About
- Xu Tan (谭旭) is a Research VP of Multimodality at Moonshot AI (a.k.a Kimi). He was previously a Principal Research Manager at Machine Learning Group, Microsoft Research Asia (MSRA). His work area covers LLMs, multimodality, and generative AI for video and audio.
- His has published influential research papers with 15000+ citations, with two best papers and several top cited papers at AI conferences.
- He designed several models/systems on video (e.g., Kimi-Video, LanDiff, GAIA), audio (e.g., Kimi-Audio, FastSpeech 1/2, NaturalSpeech 1/2/3, Muzic), language (e.g., MASS, MPNet), and AI agent (e.g., HuggingGPT).

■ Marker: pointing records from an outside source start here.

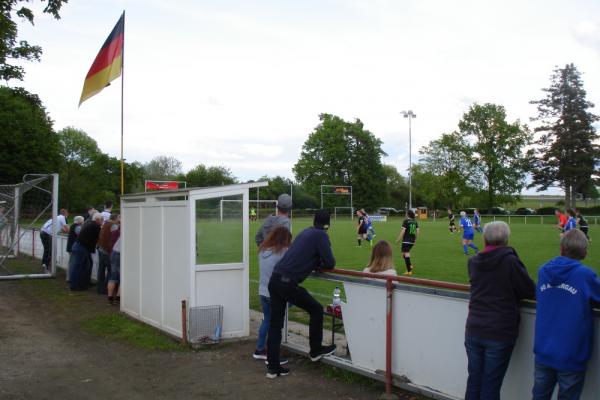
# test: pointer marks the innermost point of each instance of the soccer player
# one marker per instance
(561, 219)
(468, 233)
(477, 221)
(583, 226)
(451, 224)
(408, 236)
(571, 221)
(361, 229)
(370, 229)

- He has many technologies deployed in products: 1) Kimi-Video/Kimi-TTS in Kimi; 2) neural machine translation, pre-training models (MASS, MPNet), TTS (FastSpeech 1/2), ASR (FastCorrect 1/2), AI Music (https://github.com/microsoft/muzic), and AI avatar deployed in Microsoft (e.g., Bing Search/Ads, Microsoft Translator, Azure TTS, Azure ASR, Microsoft Xiaoice, etc).
- He and the team have several opensource projects on Github (with 30K+ stars), such as HuggingGPT/JARVIS, Kimi-Audio, MASS, MPNet, and Muzic.
- He is an Action Editor of Transactions on Machine Learning Research (TMLR), an Area Chair or Meta Reviewer of NeurIPS/ICML/AAAI/ICASSP, a senior member of IEEE, and a member of the standing committee on Computational Art in China Computer Federation (CCF).